To be involved, it is still necessary that children can perceive things that make sense, which means that our thoughts are clear, orderly, logical, that we find the right words, a tone that does not create ambiguity .
Monika Kiel-Hinrichsen, teacher and author of "Why children do not listen," emphasizes the importance of using more the "I", the "I", so that the child perceives well who comes consulting, order, requirement, be receptive to others' thoughts.
For his part, when the child speaks, it also demands our attention. Rather than suffer our indifference or our annoyance if the time does not lend itself, he will appreciate our sincerity if we say, "I'm tired, I rest a little better and I can listen to you in a moment."
It is simply to be attentive to each other. Children like to feel taken seriously, that we understand that we will not devalue.

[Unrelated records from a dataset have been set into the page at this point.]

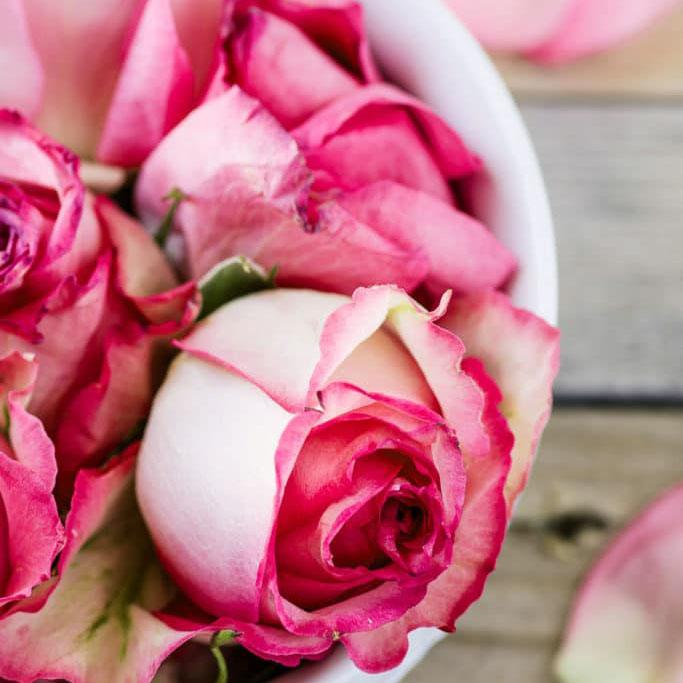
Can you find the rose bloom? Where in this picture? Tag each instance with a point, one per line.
(31, 534)
(556, 31)
(320, 469)
(81, 70)
(308, 163)
(87, 291)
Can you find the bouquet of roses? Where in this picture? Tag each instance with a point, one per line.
(269, 397)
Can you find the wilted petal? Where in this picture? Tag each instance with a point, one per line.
(272, 60)
(139, 115)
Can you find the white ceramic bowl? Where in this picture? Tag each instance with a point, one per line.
(421, 46)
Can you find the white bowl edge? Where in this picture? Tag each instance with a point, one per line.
(422, 47)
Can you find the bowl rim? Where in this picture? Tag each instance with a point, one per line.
(512, 199)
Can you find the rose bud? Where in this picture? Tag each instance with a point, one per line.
(357, 195)
(30, 531)
(85, 289)
(625, 622)
(82, 70)
(556, 31)
(296, 57)
(317, 469)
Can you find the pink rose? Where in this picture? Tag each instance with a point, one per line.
(296, 56)
(82, 70)
(626, 622)
(30, 531)
(85, 289)
(557, 30)
(357, 195)
(319, 469)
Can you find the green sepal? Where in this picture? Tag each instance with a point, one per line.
(230, 279)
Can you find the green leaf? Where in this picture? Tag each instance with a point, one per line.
(230, 279)
(175, 196)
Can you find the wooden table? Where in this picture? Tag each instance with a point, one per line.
(609, 133)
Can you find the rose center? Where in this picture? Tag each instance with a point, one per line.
(407, 518)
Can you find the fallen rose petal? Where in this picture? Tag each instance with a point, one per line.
(273, 61)
(521, 353)
(109, 563)
(557, 31)
(625, 623)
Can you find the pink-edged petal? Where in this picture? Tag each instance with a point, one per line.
(230, 497)
(626, 621)
(291, 321)
(30, 530)
(589, 26)
(21, 74)
(462, 253)
(109, 564)
(521, 354)
(477, 543)
(33, 533)
(227, 154)
(73, 315)
(81, 47)
(199, 26)
(139, 115)
(335, 25)
(512, 25)
(380, 133)
(30, 444)
(276, 63)
(437, 353)
(28, 156)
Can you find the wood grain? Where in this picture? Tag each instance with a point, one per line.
(649, 66)
(614, 175)
(596, 466)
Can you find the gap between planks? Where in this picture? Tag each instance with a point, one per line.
(607, 462)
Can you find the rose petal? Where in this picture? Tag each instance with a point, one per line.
(478, 540)
(138, 115)
(227, 338)
(199, 27)
(277, 64)
(380, 133)
(81, 46)
(21, 74)
(335, 25)
(247, 161)
(108, 562)
(462, 253)
(590, 26)
(625, 623)
(521, 354)
(239, 502)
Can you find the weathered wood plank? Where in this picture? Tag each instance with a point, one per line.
(648, 66)
(607, 462)
(614, 178)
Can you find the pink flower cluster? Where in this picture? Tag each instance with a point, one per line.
(333, 460)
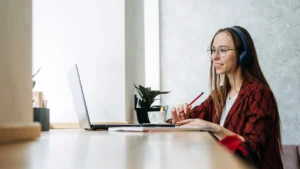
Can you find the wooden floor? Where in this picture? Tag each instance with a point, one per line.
(80, 149)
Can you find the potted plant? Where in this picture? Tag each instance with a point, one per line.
(143, 104)
(40, 113)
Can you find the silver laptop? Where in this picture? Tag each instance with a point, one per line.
(81, 108)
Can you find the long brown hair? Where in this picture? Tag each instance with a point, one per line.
(219, 93)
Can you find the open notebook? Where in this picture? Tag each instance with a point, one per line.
(145, 129)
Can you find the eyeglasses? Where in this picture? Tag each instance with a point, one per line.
(221, 50)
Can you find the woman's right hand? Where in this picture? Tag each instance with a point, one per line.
(180, 112)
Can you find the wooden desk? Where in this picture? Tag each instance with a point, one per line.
(79, 149)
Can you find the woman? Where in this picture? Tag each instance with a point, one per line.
(241, 103)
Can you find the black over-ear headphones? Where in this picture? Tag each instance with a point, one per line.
(245, 57)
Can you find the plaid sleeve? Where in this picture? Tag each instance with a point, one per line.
(202, 111)
(259, 119)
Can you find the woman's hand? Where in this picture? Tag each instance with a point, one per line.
(180, 112)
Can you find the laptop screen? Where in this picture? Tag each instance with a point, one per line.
(78, 98)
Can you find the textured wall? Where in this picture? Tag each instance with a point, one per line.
(187, 27)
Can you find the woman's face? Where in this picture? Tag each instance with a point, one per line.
(223, 54)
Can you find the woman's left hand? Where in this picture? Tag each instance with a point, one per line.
(214, 128)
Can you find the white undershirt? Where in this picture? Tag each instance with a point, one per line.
(227, 107)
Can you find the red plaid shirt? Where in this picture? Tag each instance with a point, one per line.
(252, 116)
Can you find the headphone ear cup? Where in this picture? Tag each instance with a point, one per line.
(243, 60)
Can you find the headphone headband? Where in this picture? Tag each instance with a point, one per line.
(242, 36)
(245, 58)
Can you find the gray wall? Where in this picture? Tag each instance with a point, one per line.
(187, 27)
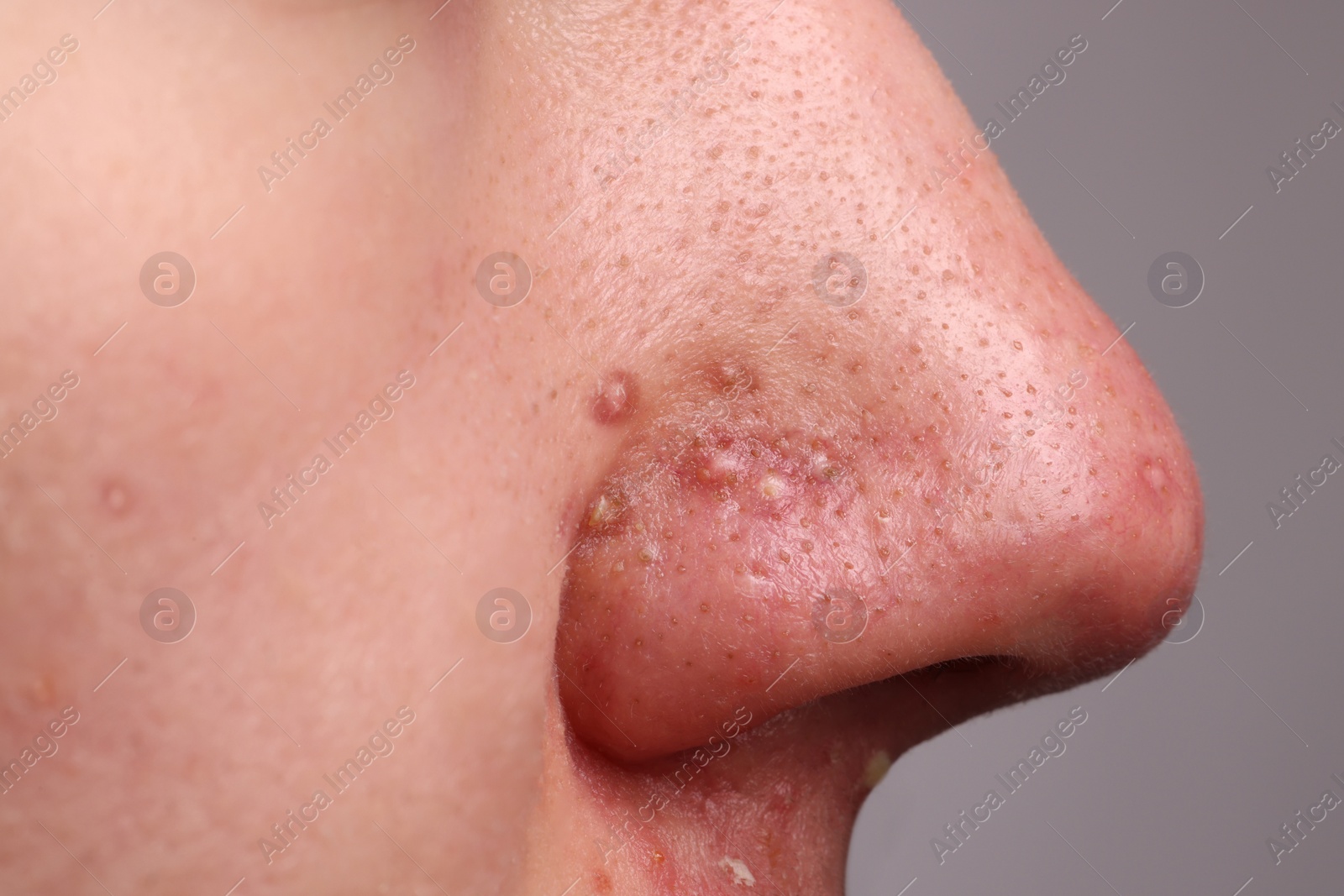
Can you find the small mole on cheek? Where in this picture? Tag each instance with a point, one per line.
(616, 399)
(116, 497)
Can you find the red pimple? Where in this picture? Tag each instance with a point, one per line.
(616, 399)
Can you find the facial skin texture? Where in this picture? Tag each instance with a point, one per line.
(674, 448)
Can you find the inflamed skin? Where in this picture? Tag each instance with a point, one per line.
(769, 539)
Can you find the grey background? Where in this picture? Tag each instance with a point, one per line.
(1183, 770)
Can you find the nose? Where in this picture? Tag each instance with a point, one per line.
(999, 479)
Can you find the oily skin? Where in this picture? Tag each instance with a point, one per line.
(672, 328)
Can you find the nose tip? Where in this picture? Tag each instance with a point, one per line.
(759, 562)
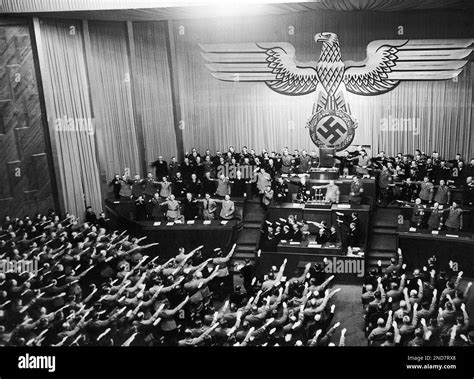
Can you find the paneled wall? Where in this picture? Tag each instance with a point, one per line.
(25, 181)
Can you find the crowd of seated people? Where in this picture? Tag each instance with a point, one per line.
(404, 177)
(345, 233)
(94, 286)
(424, 308)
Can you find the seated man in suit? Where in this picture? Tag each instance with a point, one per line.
(209, 207)
(228, 208)
(190, 209)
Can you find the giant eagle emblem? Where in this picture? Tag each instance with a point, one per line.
(387, 63)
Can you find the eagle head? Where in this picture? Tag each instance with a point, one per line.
(325, 37)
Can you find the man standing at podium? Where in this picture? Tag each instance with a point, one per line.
(332, 192)
(357, 189)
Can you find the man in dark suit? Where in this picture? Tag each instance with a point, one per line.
(161, 167)
(190, 208)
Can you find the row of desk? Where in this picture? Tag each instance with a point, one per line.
(418, 245)
(344, 184)
(327, 213)
(171, 236)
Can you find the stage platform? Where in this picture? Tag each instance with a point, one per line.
(344, 184)
(212, 234)
(126, 207)
(309, 212)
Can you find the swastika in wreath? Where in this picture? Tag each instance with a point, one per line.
(332, 128)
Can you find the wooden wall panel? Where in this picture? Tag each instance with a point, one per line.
(25, 181)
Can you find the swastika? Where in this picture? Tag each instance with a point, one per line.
(332, 130)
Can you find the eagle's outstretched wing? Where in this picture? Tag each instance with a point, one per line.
(271, 62)
(390, 61)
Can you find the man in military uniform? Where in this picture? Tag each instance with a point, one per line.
(409, 190)
(426, 191)
(304, 190)
(443, 193)
(281, 191)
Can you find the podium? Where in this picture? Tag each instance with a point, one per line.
(326, 157)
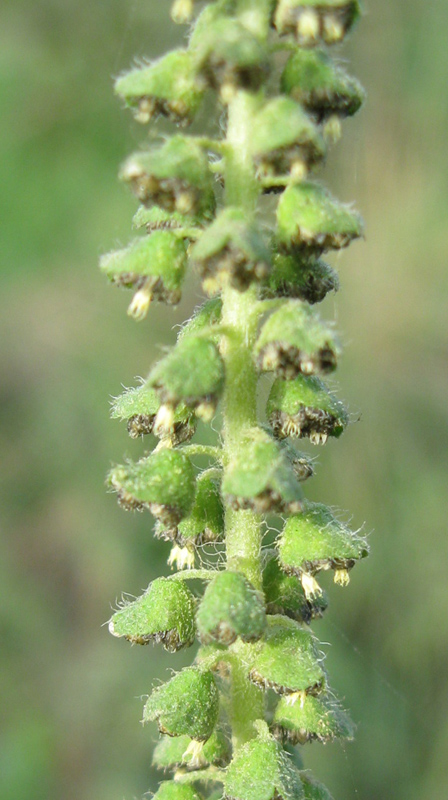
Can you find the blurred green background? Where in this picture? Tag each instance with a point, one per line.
(69, 724)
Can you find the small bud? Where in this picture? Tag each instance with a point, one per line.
(230, 608)
(325, 90)
(316, 540)
(309, 218)
(295, 340)
(206, 520)
(192, 373)
(163, 482)
(181, 558)
(228, 56)
(153, 265)
(187, 704)
(168, 86)
(261, 476)
(314, 21)
(232, 250)
(284, 595)
(174, 175)
(285, 140)
(286, 659)
(165, 614)
(182, 11)
(301, 278)
(315, 719)
(304, 407)
(260, 770)
(170, 790)
(182, 752)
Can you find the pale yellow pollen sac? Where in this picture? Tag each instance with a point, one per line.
(318, 438)
(308, 26)
(205, 411)
(333, 29)
(138, 308)
(164, 421)
(299, 170)
(291, 699)
(181, 557)
(182, 11)
(310, 586)
(332, 129)
(341, 577)
(195, 750)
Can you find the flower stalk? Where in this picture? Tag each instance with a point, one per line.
(283, 100)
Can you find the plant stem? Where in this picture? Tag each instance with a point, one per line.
(240, 313)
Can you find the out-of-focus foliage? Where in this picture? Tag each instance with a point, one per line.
(69, 691)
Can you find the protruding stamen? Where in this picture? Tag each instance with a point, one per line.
(310, 586)
(308, 26)
(342, 577)
(141, 301)
(195, 750)
(181, 558)
(164, 421)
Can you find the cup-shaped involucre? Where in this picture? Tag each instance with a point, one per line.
(193, 374)
(284, 594)
(309, 218)
(260, 770)
(316, 540)
(162, 482)
(301, 277)
(311, 718)
(174, 176)
(231, 250)
(165, 613)
(287, 659)
(168, 86)
(231, 607)
(261, 476)
(187, 705)
(304, 408)
(294, 340)
(324, 89)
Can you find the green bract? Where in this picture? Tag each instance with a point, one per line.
(192, 373)
(316, 540)
(261, 476)
(284, 594)
(231, 250)
(304, 407)
(313, 21)
(261, 771)
(163, 482)
(174, 175)
(312, 79)
(187, 705)
(285, 139)
(165, 613)
(311, 718)
(172, 753)
(139, 407)
(168, 790)
(231, 501)
(230, 608)
(294, 340)
(308, 217)
(297, 276)
(287, 659)
(167, 86)
(229, 56)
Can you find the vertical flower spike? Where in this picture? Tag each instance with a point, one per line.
(216, 492)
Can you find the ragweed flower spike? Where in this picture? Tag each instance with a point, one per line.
(199, 200)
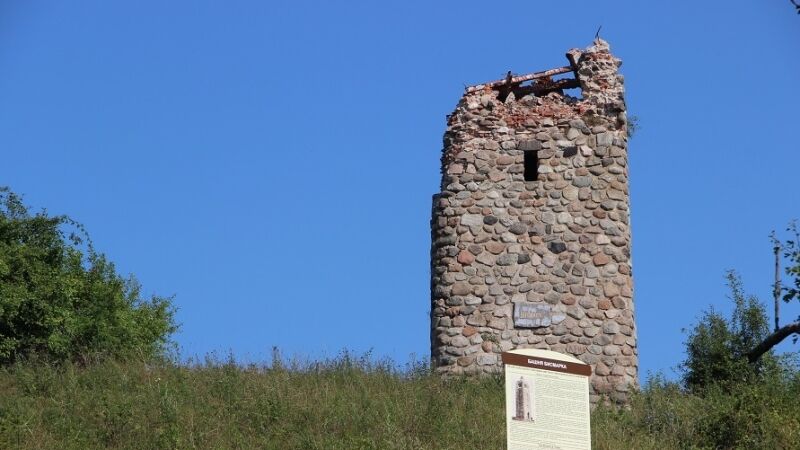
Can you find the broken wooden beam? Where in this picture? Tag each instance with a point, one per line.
(519, 79)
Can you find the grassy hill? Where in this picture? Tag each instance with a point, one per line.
(348, 403)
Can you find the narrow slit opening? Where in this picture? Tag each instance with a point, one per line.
(531, 166)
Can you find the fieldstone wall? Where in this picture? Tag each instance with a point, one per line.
(557, 250)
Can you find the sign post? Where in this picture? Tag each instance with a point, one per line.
(547, 401)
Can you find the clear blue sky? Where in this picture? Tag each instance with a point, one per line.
(271, 164)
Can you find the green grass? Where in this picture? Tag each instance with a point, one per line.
(347, 403)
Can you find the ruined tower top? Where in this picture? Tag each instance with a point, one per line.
(530, 232)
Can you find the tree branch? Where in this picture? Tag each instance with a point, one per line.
(773, 340)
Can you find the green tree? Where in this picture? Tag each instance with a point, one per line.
(62, 300)
(717, 347)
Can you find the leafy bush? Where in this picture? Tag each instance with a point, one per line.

If you Instil a climate of listening, children will learn to listen differently, their reactions will be more positive and diminish tensions in the family.
The child needs all his senses to listen and we can teach him to use the hearing, touch, sight, taste, smell, for various games.
Have fun, for example, you speak in whispers, or rather by articulating and sufficiently chewing the words. Organize listening games blindfolded, or draw on the back of figures or drawings while it simple to recognize.
Remember mimicry games, contact games holding hands, all that develops the perception of others.
Children can listen when they are neither tired nor hungry, nor in a state of intense excitement. To fix their attention, bring a calm, inner balance, we can touch them physically, put a hand on an arm, a hand, a shoulder, and if they are small, take them in our arms or lap. We can look them in the eye.
Passive listening avoids confrontations, but it is not enough to prove that we really listen. It is therefore useful to show, saying "I understand" or a nod. This means that one is interested.
The child often needs extra support to be able to talk about her problems.
Active listening can rephrase what the child has said, this shows that it has not only heard but understood his message.